# US Thanksgiving Dinner Data Exploration
In this project, we'll be working with Jupyter notebook and analyzing data on Thanksgiving dinner in the US.

In [None]:
import pandas as pd
data = pd.read_csv('data/thanksgiving.csv', encoding='Latin-1')
print(data.head(5))
print(data.columns)

In [None]:
# what answers are available for this question?
column = 'Do you celebrate Thanksgiving?'
x = data[column].value_counts()
print(x)

# find only those who celebrate Thanksgiving (i.e., answer is 'Yes')
data = data[data['Do you celebrate Thanksgiving?'] == 'Yes']

In [None]:
# what kind of main dishes people have for dinner?
column = 'What is typically the main dish at your Thanksgiving dinner?'
x = data[column].value_counts()
print(x)

In [None]:
# do those who have 'tofurkey' as main dish, have groovy?
column1 = 'What is typically the main dish at your Thanksgiving dinner?'
column2 = 'Do you typically have gravy?'
newdata = data[data[column1] == 'Tofurkey']
print(newdata[column2])

In [None]:
# how many people eat Apple, Pecan or Pumpkin pie during Thanksgiving dinner
apple_column   = 'Which type of pie is typically served at your Thanksgiving dinner? Please select all that apply. - Apple'
pecan_column   = 'Which type of pie is typically served at your Thanksgiving dinner? Please select all that apply. - Pecan'
pumpkin_column = 'Which type of pie is typically served at your Thanksgiving dinner? Please select all that apply. - Pumpkin'

apple_isnull   = data[apple_column].isnull()
pecan_isnull   = data[pecan_column].isnull()
pumpkin_isnull = data[pumpkin_column].isnull()

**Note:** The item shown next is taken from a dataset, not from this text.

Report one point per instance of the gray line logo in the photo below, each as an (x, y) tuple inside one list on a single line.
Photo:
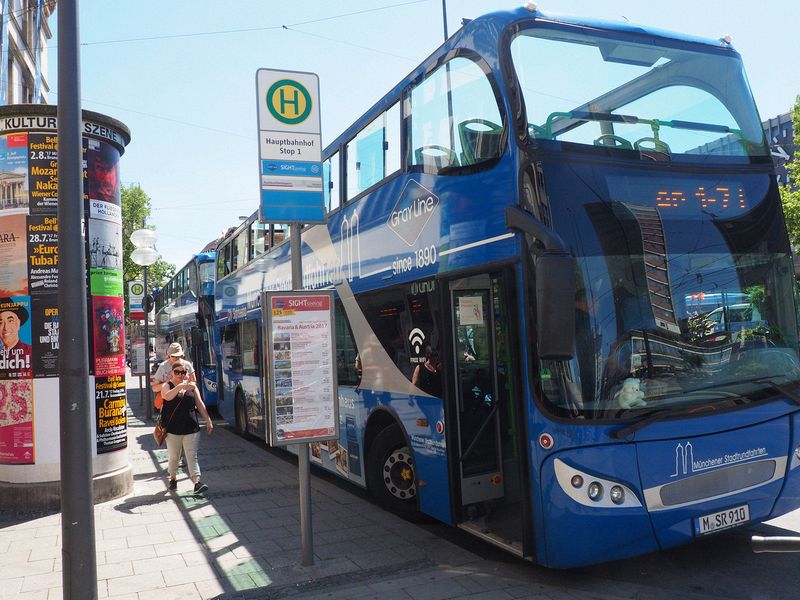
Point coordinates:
[(413, 210)]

ate_pies = apple_isnull & pecan_isnull & pumpkin_isnull
print(ate_pies.value_counts())
'''
False means that a person ate at least one of the types of pies
True means that they ate none of the types of pies
-
False    876
True     104
'''

In [None]:
# Converting Age To Numeric
def str_to_int(value):
    if pd.isnull(value):
        return None
    value = value.replace("+", " ")
    value = value.split(" ")[0]
    return(int(value))

data['int_age'] = data['Age'].apply(str_to_int)
print(data['int_age'].describe())

### Main findings:
- Mean age is 40.09 years old.
- Deviation is +/- 15 years.
- Minimal age is 18 yo
- Maximum age is 60 yo

In [None]:
# Converting Income To Numeric
def inc_to_num(value):
    if pd.isnull(value):
        return None
    elif value == "$200,000 and up":
        return 200000
    elif value == "Prefer not to answer":
        return None
    value = value.replace("$", "").replace(",", "")
    value = value.split(" ")[0]
    return(int(value))

column = 'How much total combined money did all members of your HOUSEHOLD earn last year?'
data['int_income'] = data[column].apply(inc_to_num)
print(data['int_income'].describe())

### Main findings:
- Mean income is 75965 US Dollars.
- Deviation is +/- 59068 US Dollars.
- Minimal income is 0
- Maximum income is 200000

In [None]:
# Correlating Travel Distance And Income
newdata = data[data['int_income'] < 150000]
newdata['How far will you travel for Thanksgiving?'].value_counts()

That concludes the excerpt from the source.